This piece was written during the 2023 WGA and SAG-AFTRA strikes. Without the labour of the writers and actors currently on strike, the movie/series/feature being covered here wouldn't exist.
"Even though the first half of And Then Come the Nightjars easily held the attention, viewers may find themselves detached by the end."
BY ELLIOT LINES SEPTEMBER 1, 2023
An adaptation of Bea Roberts multi-award winning stage play, And Then Come The Nightjars tells the story of a long-time friendship between Devon based dairy farmer Michael (David Fielder) and veterinarian Jeff (Nigel Hastings), who is assigned to cull his herd in the wake of the foot and mouth crisis.

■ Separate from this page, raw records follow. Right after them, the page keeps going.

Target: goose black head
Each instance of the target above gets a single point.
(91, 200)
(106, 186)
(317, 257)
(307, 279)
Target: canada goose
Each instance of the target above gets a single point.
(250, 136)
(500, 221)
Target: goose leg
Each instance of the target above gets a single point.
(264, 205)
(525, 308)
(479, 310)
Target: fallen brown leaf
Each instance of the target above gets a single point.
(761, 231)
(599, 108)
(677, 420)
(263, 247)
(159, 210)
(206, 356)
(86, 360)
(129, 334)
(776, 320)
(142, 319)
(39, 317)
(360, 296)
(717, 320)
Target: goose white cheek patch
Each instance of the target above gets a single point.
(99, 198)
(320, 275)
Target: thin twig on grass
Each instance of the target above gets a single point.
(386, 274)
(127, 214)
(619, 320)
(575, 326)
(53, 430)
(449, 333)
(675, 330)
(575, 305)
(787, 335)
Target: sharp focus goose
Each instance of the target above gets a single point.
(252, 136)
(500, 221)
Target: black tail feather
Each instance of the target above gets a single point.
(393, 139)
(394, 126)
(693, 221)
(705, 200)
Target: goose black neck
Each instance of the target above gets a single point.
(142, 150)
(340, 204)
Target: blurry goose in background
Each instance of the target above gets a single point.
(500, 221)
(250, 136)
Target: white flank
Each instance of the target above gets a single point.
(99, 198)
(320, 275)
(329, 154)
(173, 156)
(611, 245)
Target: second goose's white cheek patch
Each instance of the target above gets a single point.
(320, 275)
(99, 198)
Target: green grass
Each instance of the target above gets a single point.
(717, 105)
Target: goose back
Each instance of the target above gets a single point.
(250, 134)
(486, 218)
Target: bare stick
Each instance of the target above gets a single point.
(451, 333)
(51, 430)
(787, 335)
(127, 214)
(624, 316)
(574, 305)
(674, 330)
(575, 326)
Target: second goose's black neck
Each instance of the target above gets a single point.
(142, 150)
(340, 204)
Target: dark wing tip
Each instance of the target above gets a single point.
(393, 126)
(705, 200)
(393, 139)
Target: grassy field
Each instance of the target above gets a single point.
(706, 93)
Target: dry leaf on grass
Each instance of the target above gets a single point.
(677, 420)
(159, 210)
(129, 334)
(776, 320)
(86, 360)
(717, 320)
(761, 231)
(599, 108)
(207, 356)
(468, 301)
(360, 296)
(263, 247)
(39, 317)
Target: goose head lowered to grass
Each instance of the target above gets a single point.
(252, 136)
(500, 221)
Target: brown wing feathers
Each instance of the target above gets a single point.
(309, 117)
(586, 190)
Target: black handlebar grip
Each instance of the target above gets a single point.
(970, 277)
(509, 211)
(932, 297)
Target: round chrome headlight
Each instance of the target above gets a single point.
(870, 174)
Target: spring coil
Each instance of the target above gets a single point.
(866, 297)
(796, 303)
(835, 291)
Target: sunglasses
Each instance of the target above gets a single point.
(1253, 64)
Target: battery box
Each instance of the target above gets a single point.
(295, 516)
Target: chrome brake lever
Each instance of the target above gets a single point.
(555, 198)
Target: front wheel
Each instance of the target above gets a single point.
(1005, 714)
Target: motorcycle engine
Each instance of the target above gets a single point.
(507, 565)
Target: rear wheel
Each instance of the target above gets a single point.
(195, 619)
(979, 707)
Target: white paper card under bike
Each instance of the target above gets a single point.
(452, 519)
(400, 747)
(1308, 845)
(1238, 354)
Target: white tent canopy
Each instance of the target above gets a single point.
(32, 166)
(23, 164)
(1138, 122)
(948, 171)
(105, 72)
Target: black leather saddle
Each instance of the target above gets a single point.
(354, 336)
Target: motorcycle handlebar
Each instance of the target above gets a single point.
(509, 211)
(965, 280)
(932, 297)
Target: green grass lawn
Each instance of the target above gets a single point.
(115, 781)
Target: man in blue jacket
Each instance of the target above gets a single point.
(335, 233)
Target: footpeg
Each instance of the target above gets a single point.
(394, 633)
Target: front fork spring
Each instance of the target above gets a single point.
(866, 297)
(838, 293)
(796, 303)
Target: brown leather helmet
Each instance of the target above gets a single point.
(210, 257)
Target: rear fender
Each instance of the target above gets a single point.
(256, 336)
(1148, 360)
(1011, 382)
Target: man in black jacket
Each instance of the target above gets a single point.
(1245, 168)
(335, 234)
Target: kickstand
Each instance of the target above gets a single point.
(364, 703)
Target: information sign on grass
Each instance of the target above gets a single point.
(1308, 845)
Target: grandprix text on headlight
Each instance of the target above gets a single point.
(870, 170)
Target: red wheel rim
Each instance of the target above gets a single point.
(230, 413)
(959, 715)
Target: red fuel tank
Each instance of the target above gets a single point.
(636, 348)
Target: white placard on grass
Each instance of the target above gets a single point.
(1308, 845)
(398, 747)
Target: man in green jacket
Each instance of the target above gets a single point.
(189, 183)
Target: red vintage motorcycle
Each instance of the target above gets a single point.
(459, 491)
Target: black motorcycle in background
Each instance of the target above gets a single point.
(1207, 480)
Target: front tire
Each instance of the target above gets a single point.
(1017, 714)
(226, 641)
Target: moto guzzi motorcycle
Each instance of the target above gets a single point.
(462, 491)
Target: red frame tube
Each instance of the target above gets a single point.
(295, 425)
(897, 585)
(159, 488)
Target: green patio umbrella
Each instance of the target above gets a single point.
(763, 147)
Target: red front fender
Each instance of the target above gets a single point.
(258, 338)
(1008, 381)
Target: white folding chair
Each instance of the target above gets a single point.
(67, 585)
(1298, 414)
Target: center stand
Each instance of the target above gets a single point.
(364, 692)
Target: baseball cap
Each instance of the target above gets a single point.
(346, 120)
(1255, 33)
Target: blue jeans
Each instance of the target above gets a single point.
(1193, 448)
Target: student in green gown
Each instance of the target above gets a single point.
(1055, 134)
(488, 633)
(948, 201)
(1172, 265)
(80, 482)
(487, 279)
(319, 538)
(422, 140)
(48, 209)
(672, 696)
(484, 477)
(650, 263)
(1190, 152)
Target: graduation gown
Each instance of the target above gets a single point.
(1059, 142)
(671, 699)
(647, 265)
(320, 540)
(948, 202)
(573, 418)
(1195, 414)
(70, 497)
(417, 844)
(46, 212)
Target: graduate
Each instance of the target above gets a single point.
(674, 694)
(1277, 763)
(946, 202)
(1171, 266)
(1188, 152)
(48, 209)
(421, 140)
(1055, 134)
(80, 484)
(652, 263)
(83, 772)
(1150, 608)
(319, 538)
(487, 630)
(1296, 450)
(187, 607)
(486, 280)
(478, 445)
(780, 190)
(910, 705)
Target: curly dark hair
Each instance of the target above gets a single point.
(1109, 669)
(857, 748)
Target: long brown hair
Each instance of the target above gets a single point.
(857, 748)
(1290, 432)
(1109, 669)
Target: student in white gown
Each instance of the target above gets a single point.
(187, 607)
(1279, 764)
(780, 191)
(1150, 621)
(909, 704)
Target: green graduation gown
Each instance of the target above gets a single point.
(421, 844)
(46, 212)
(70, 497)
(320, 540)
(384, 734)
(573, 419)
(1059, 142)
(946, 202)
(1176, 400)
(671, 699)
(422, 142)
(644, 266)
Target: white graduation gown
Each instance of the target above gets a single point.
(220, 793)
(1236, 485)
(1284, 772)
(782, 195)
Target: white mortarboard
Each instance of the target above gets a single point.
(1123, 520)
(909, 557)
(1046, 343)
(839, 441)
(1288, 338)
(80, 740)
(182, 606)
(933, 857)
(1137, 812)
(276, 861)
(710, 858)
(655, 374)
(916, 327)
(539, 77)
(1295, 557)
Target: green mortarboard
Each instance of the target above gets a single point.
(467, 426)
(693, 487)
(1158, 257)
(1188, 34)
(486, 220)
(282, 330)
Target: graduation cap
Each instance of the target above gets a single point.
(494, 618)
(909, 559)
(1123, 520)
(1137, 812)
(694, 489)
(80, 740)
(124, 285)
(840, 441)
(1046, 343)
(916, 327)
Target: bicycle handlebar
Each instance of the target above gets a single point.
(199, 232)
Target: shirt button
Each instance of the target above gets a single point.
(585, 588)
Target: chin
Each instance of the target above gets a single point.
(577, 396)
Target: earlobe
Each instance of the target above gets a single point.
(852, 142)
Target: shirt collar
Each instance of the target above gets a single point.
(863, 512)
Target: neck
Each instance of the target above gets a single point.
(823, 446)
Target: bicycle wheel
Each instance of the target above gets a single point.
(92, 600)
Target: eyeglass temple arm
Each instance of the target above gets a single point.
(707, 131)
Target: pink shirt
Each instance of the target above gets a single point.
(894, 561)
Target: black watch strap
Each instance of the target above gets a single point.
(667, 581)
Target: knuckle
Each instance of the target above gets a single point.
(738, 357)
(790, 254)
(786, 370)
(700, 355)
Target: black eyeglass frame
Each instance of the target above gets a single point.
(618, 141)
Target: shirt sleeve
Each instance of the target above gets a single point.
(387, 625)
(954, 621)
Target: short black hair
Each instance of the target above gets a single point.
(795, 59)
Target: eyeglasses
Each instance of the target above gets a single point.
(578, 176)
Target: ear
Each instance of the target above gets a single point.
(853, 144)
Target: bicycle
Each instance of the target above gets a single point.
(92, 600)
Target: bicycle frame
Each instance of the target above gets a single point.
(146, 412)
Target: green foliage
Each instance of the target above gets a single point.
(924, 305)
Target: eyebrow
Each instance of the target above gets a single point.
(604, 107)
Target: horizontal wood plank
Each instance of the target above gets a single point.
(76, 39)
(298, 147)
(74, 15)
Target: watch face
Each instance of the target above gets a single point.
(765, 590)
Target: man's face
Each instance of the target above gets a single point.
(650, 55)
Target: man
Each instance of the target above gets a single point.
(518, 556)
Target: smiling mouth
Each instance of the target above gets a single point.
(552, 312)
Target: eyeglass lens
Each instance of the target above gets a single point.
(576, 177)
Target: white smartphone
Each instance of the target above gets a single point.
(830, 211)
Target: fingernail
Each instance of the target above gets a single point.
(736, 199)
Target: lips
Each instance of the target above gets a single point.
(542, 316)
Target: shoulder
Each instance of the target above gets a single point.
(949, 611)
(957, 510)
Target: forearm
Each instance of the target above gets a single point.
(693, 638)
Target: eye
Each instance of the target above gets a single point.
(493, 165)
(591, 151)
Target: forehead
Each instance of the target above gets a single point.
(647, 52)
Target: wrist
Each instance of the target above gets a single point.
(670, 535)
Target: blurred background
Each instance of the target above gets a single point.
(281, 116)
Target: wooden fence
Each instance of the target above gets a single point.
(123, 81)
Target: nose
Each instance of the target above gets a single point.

The main focus of And Then Come the Nightjars is most certainly on the relationship between these two characters. Throughout the run-time their relationship is tested multiple times over the span of many years, and the film does a good job of conveying their troubles and resolutions to the problems they face.
With the film being set in the early 2000's, and the subject matter being the foot and mouth crisis, parts of this can be quite upsetting for some. However, the first half of the movie is by far the most compelling part. This is where the relationship is tested most, as far as Michael waving a "loaded" shotgun in Jeff's face to try deter the culling of his precious herd. After these events and Jeff ending up on Michaels doorstep the film takes a bit of a time jump, this is where the story fell a little flat and lost its way.
For a directorial debut from Paul Robinson, And Then Come the Nightjars was a pretty good start. Unfortunately when the focus is on minimal characters for the whole duration, the need for substance is key, and even though the first half easily held the attention, viewers may find themselves detached by the end.